Warum wir unsere Heizgeräte einer „Feuchtigkeitshölle“ aussetzen
Wenn man einen Infrarotheizer in einer Pergola oder im Badezimmer verwendet, fordert man im Grunde dazu auf, ein Elektronikgerät in eine Art Kriegszone zu bringen. Unter den Bedingungen von Dampf, plötzlichen Temperaturschwankungen sowie Wasserstrahlen entsteht eine extrem schwierige Umgebung für das Gerät.
Wir bezeichnen diese Geräte einfach nicht als „wasserdicht“ und hoffen darauf, dass alles gut geht. Stattdessen unterziehen wir sie Tests unter Bedingungen hoher Feuchtigkeit. Im Grunde versuchen wir, die Geräte im Labor zu „zerstören“, damit sie nicht in Ihrem Garten kaputtgehen.
Die listigen Wege, auf denen Feuchtigkeit eindringt
Wasserdampf ist äußerst aggressiv. Wenn ein Heizgerät innerhalb weniger Sekunden von extrem kaltem auf extrem heißen Zustand übergeht, entsteht eine Art Vakuum. Dieses Vakuum zieht feuchte Luft in das Gehäuse des Geräts hinein.
Falls die Dichtungen nicht perfekt sind, gelangt die Feuchtigkeit zu den elektrischen Anschlüssen. Dadurch kommt es zur Oxidation – und anschließend zum Kurzschluss. Um das zu verhindern, setzen wir die Geräte für Hunderte von Stunden in Kameras mit hoher Feuchtigkeit ein. Wir möchten herausfinden, ob die Dichtungen unter Belastung schrumpfen oder Risse bekommen. Falls das der Fall ist, beheben wir das Problem.
Sicherstellen, dass das Gerät tatsächlich langanhaltend funktioniert
Ein Heizgerät mag am ersten Tag perfekt funktionieren – aber wie sieht es nach 90 Tagen aus? Das ist das eigentliche Problem.
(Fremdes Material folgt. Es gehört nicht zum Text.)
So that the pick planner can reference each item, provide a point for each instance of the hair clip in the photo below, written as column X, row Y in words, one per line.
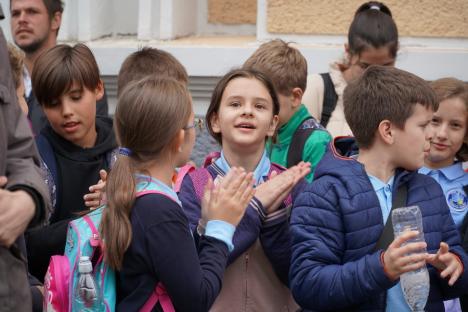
column 125, row 151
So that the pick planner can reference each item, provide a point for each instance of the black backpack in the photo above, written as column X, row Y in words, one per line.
column 300, row 136
column 329, row 99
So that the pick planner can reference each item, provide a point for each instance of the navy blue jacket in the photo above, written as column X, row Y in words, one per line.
column 163, row 250
column 335, row 225
column 273, row 230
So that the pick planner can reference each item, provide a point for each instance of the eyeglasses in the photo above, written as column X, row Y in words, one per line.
column 197, row 122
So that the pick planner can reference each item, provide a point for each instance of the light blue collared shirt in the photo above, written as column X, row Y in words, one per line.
column 262, row 170
column 218, row 229
column 395, row 300
column 452, row 179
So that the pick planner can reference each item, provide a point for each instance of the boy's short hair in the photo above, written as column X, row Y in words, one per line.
column 383, row 93
column 150, row 61
column 57, row 69
column 284, row 64
column 16, row 62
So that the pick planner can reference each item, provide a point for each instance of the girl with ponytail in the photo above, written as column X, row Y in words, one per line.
column 146, row 233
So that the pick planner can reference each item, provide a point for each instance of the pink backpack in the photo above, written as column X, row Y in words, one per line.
column 83, row 239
Wir überwachen sorgfältig die Verkabelung sowie die Heizelemente, um sicherzustellen, dass die Isolierung nicht beschädigt wird. Wir achten auch auf sogenannten „Creepage“ – das ist im Grunde ein Ausdruck dafür, dass Strom über eine schmutzige oder feuchte Oberfläche leckt.
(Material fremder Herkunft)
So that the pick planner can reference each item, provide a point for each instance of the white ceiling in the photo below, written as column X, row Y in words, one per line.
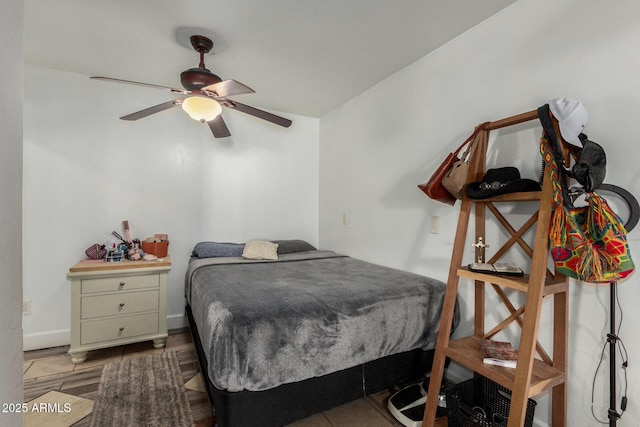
column 300, row 56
Wir überwachen ständig den Widerstandswert des Geräts. Wenn dieser Wert sinkt, bedeutet das, dass das Design fehlerhaft ist – dann müssen wir wieder von vorne anfangen.
Eine ehrliche Einschätzung
Seien wir ehrlich: Keine Dichtung hält ewig. Auch wenn wir diese Geräte so konstruieren, dass sie solchen Bedingungen standhalten können, spielt die Art und Weise, wie sie installiert werden, immer noch eine Rolle. Wenn Sie einen Heizgerät an einem Ort montieren, an dem sich Wasser ansammelt oder wo es keinen Luftaustausch gibt, sorgen Sie damit für Konvektion – und das wird das Gehäuse des Geräts viel schneller zerstören.
Wir haben uns große Mühe gegeben, damit die Geräte der Feuchtigkeit standhalten können – aber tun Sie sich selbst einen Gefallen: Stellen Sie sicher, dass das Wasser abfliessen kann. Ihr Heizgerät wird es Ihnen danken.